I disagree with this, too.
-I disagree with your current tack in that most people who engage in any vaguely medically acceptable means of losing pounds and inches, even if they focus on such things excessively, will also generally be making positive lifestyle changes;
I disagree here, too. Most dieters regain the weight, and we know that weight-cycling is dangerous, and the "positive lifestyle changes" that accompany most weight-loss dieting are short-lived for the vast majority.
no subject
Date: 2007-02-08 09:36 pm (UTC)You have vastly misunderstood both content and intent of my comments. I'm not going to fight that at this point.
If you're interested in an exchange of ideas at any point, I'm game.Right now, it looks like you're more interested in proving me wrong.
It so happens that many of the ideas that you're proving wrong are nothing to do with what I am saying.
I've never insulted or demeaned you. I've never called you fat. I did not recommend unsustainable changes or short term diets. I never said that your position was extreme or irrational.
Finish your argument with whoever holds those views, because it ain't me. If you have gotten that idea from my comments, you have misunderstood, and clearly my further comments have not been successful in reducing that misunderstanding.

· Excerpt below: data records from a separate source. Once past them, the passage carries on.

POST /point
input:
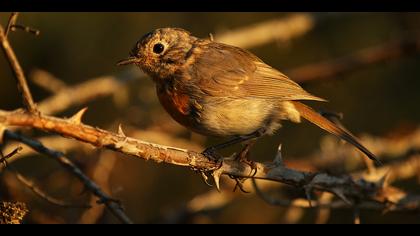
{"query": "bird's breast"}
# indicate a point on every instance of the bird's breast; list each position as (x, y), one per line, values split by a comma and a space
(175, 102)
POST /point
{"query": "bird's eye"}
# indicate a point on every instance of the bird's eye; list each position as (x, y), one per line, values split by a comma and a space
(158, 48)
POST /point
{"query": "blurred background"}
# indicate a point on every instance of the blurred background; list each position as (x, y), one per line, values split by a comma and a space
(370, 69)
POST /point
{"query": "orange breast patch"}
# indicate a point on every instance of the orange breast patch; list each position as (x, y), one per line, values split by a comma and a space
(176, 103)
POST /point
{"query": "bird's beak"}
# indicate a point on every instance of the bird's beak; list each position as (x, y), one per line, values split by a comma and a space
(127, 61)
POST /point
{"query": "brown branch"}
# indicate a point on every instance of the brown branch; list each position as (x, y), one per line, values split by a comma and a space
(82, 93)
(100, 174)
(345, 187)
(17, 71)
(111, 204)
(403, 167)
(42, 194)
(391, 50)
(12, 21)
(31, 185)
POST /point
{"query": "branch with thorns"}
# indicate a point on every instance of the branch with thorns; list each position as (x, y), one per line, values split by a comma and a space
(350, 190)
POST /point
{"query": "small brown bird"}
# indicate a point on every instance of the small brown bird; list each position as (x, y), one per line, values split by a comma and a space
(220, 90)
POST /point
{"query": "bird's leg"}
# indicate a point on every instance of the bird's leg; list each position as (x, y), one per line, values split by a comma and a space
(211, 152)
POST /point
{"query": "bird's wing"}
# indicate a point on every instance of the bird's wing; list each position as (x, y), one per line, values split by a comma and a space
(227, 71)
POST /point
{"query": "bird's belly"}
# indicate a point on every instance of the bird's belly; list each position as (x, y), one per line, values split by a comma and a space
(227, 117)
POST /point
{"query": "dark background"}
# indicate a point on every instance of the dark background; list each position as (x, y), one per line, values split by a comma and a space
(379, 100)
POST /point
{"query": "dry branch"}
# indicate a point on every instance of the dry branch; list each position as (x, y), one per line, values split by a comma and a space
(345, 187)
(17, 69)
(112, 205)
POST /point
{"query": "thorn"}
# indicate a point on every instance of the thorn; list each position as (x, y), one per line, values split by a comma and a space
(278, 159)
(383, 181)
(308, 190)
(216, 177)
(77, 118)
(120, 132)
(211, 37)
(205, 178)
(340, 194)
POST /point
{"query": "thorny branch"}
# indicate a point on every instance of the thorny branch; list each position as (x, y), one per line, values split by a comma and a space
(112, 204)
(30, 185)
(17, 69)
(349, 189)
(345, 187)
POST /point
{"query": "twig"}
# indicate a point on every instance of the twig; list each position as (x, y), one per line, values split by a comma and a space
(80, 94)
(12, 21)
(47, 81)
(100, 174)
(29, 184)
(345, 187)
(17, 71)
(331, 69)
(111, 204)
(26, 29)
(43, 195)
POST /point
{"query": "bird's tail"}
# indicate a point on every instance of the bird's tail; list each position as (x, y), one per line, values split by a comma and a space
(325, 124)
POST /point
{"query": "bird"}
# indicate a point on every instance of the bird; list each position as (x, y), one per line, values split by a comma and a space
(221, 90)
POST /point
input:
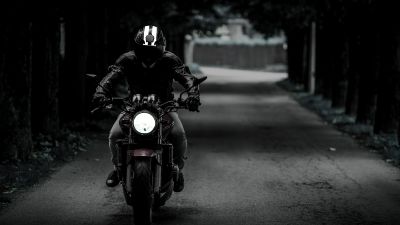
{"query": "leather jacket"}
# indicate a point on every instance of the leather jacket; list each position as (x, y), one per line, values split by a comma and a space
(155, 79)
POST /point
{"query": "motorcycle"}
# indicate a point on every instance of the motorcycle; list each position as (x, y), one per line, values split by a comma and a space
(145, 166)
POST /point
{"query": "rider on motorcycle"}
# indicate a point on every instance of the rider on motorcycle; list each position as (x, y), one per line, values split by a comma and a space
(149, 69)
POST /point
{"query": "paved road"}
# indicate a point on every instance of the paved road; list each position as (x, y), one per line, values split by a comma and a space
(256, 157)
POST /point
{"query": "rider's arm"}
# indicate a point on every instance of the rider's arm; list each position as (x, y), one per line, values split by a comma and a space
(114, 75)
(181, 72)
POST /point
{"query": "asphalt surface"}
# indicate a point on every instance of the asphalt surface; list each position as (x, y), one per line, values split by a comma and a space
(256, 157)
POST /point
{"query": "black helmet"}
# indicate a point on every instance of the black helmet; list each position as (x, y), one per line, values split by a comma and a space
(149, 44)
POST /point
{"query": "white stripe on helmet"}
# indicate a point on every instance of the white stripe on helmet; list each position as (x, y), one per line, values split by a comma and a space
(154, 33)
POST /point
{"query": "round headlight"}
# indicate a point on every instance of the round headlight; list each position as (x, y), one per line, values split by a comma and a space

No hard feelings. It happens. We're all flawed human beings. I accept that I've played my own role in (accidentally) fanning the flames of misunderstanding.
cheers
adrian.
no subject
Date: 2007-02-07 08:38 pm (UTC)no subject
Date: 2007-02-07 08:51 pm (UTC)I think we probably agree on much of the big picture and we're just nit-picking details at this point.
Do I think that there's NO causation between BMI and health and mortality rates. No. Not at all. But I think there's only reason to worry at the extremes of underweight and extreme obesity. Even then, it's much more productive to focuse on diet and activity levels than on changing BMI.